Biostatistics and Computational Biology Branch, Division of Intramural Research, NIEHS, Research Triangle Park, North Carolina, USA.
Environmetrics. 2024 Nov;35(7). doi: 10.1002/env.2880. Epub 2024 Aug 26.
With the advent of new alternative methods for rapid toxicity screening of chemicals comes the need for new statistical methodologies which appropriately synthesize the large amount of data collected. For example, transcriptomic assays can be used to assess the impact of a chemical on thousands of genes, but current approaches to analyzing the data treat each gene separately and do not allow sharing of information among genes within pathways. Furthermore, the methods employed are fully parametric and do not account for changes in distribution shape that may occur at high exposure levels. To address the limitations of these methods, we propose Constrained Logistic Density Regression (COLDER) to model expression data from different genes simultaneously. Under COLDER, the dose-response function for each gene is assigned a prior via a discrete logistic stick-breaking process (LSBP) whose weights depend on gene-level characteristics (e.g., pathway membership) and atoms consist of different dose-response functions subject to a shape constraint that ensures biological plausibility. The posterior distribution for the benchmark dose among genes within the same pathways can be estimated directly from the model, which is another advantage over current methods. The ability of COLDER to predict gene-level dose-response is evaluated in a simulation study and the method is illustrated with data from a National Toxicology Program study of Aflatoxin B1.

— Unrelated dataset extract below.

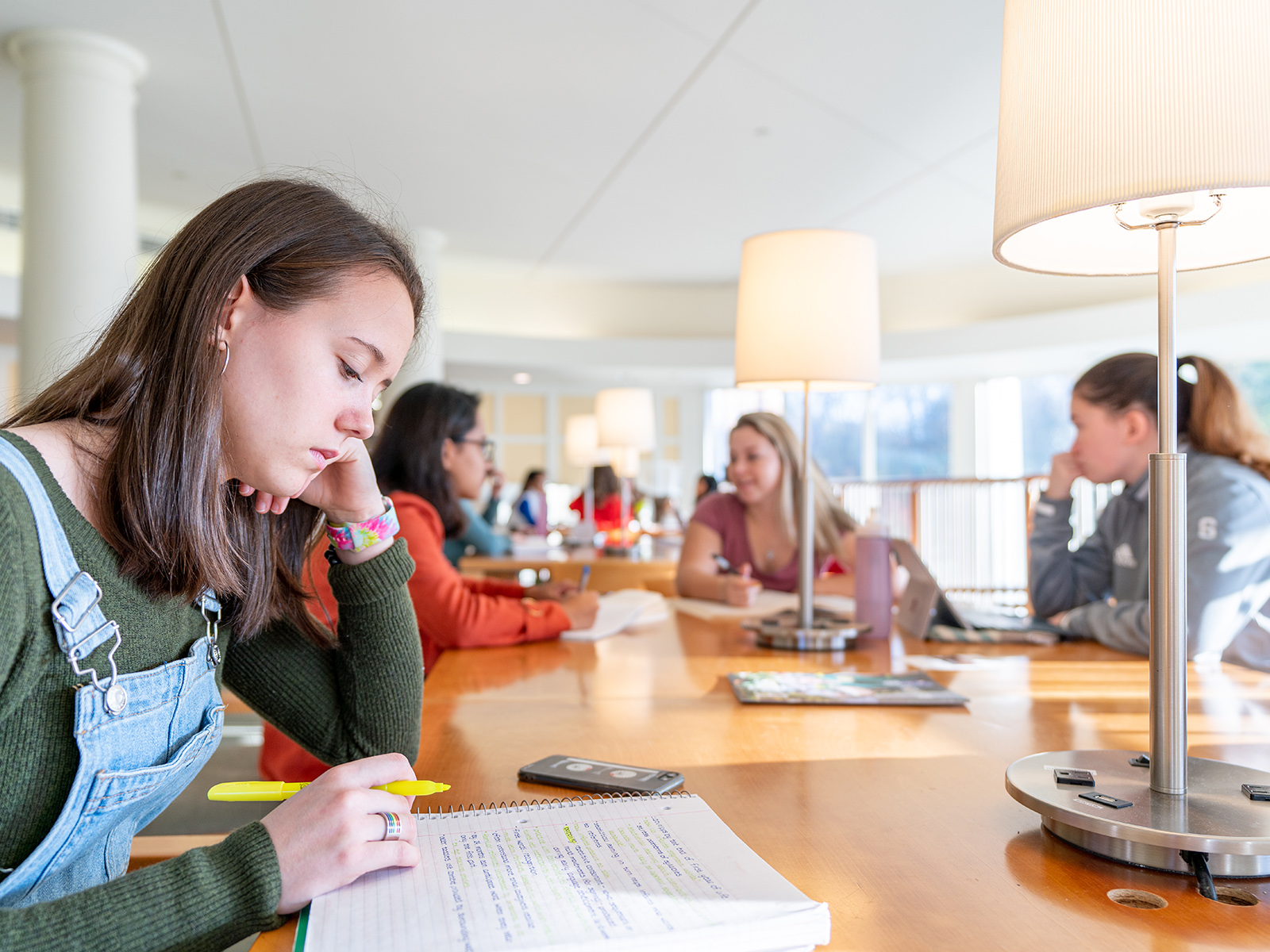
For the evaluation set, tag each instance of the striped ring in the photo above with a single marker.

随着用于化学品快速毒性筛选的新替代方法的出现,需要新的统计方法来恰当地综合所收集的大量数据。例如,转录组分析可用于评估一种化学品对数千个基因的影响,但目前分析数据的方法是分别处理每个基因,不允许在通路内的基因之间共享信息。此外,所采用的方法是完全参数化的,没有考虑在高暴露水平下可能出现的分布形状变化。为了解决这些方法的局限性,我们提出了约束逻辑密度回归(COLDER)来同时对来自不同基因的表达数据进行建模。在COLDER方法下,通过离散逻辑折断过程(LSBP)为每个基因的剂量反应函数分配一个先验,其权重取决于基因水平特征(例如,通路成员身份),并且原子由受形状约束的不同剂量反应函数组成,该形状约束确保生物学合理性。同一通路内基因间基准剂量的后验分布可直接从模型中估计,这是相对于当前方法的另一个优势。在一项模拟研究中评估了COLDER预测基因水平剂量反应的能力,并用来自国家毒理学计划黄曲霉毒素B1研究的数据对该方法进行了说明。